The National Bank of Serbia shall render the decision on the consent specified in paragraph 5 of the present Article, within 30 days from the day of submission of the plan referred to in that paragraph.

The National Bank of Serbia shall revoke the operating license of other financial organization if the consent to the plan specified in paragraph 5 of the present Article has not been submitted within the prescribed deadline, or if the National Bank of Serbia has not issued the consent for such plan to that financial organization, or if that financial organization failed to harmonize its operations with the present Law within the deadline specified in paragraph 3 of the present Article.

Until the completion of harmonization in the manner specified in paragraph 4 of the present Article, other financial organizations shall operate in compliance with the Law on Banks and Other Financial Organizations.

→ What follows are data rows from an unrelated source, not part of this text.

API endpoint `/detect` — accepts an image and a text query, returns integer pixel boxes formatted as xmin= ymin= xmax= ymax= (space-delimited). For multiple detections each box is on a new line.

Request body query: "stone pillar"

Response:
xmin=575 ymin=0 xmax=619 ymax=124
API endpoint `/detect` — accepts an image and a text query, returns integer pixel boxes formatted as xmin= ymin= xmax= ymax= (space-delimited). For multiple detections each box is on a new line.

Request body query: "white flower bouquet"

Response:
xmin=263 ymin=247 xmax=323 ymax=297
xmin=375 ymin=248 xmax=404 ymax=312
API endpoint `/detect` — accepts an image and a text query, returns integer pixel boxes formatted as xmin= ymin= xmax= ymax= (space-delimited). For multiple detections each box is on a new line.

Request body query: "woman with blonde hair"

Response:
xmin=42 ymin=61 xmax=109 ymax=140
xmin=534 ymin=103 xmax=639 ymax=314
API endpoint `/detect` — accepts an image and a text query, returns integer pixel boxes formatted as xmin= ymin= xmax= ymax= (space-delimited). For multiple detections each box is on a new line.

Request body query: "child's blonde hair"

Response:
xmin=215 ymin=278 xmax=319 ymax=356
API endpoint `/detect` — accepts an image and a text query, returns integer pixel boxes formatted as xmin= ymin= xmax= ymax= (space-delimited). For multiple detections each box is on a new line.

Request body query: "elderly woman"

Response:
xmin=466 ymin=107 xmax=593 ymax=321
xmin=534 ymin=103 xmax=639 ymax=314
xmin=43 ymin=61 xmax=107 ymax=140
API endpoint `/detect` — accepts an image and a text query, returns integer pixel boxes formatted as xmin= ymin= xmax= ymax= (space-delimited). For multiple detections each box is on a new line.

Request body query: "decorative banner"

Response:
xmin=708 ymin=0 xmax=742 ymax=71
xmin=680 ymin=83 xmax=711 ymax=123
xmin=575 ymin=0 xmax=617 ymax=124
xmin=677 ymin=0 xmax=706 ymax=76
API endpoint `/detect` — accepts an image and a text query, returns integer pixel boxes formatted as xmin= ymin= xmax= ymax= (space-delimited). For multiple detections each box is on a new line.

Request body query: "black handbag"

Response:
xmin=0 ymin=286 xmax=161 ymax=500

Affiliates and Representative Offices of Foreign Banks

Article 143

Affiliates and/or representative offices of foreign banks, which were established in compliance with the Law on Banks and Other Financial Organizations, shall be obliged to harmonize their operations, organization and enactments with the provisions of the present Law within one year from the day it came into force.

The National Bank of Serbia shall revoke the operating license, and/or delete from the registry the affiliate, and/or representative office of a foreign bank if it fails to act in the manner specified in paragraph 1 of the present Article.

Association of Banks

Article 144

Associations of banks established by the day of the present Law coming into force shall continue to operate in compliance with provisions of the Law on Banks and Other Financial Organizations until the day of the present Law coming into force and they shall be obliged to submit to the National Bank of Serbia enactments specified in Article 64, paragraph 5, of the present Law within 30 days from the day of the present Law coming into force.

By-laws of the National Bank of Serbia

Article 145

The National Bank of Serbia shall render bylaws regulating the implementation of the present Law by 30 June 2006 at the latest.

Procedures in Progress

Article 146

The procedures regarding issuance of bank´s operating licenses which were commenced prior to 30 June 2006 shall be completed in compliance with provisions of the Law on Banks and Other Financial Organizations.

The procedures for granting consent of the National Bank of Serbia which were commenced prior to the day of the present Law coming into force shall be completed in compliance with those provisions.

Application of Provisions on Supervision and Financial Reporting on Consolidated Basis

Article 147

Provisions of the present Law regulating the supervision of banking group on a consolidated basis and consolidated financial statements shall be applied as of 31 December 2006.

Coming into Force

Article 148

On the day of the present Law coming into force, the Law on Banks and Other Financial Organizations ("FRY Official Gazette", Nos. 32/93, 61/95, 44/99, 36/2002 and "RS Official Herald", Nos. 72/2003 and 61/2005) shall cease to be valid.

Article 149

The present Law shall come into force on the eight day following its publication in the "Official Herald of the Republic of Serbia" and shall apply as of 1 October 2006, except from the provisions of Articles 10-20 and Articles 94-101 which shall apply as of 1 July 2006.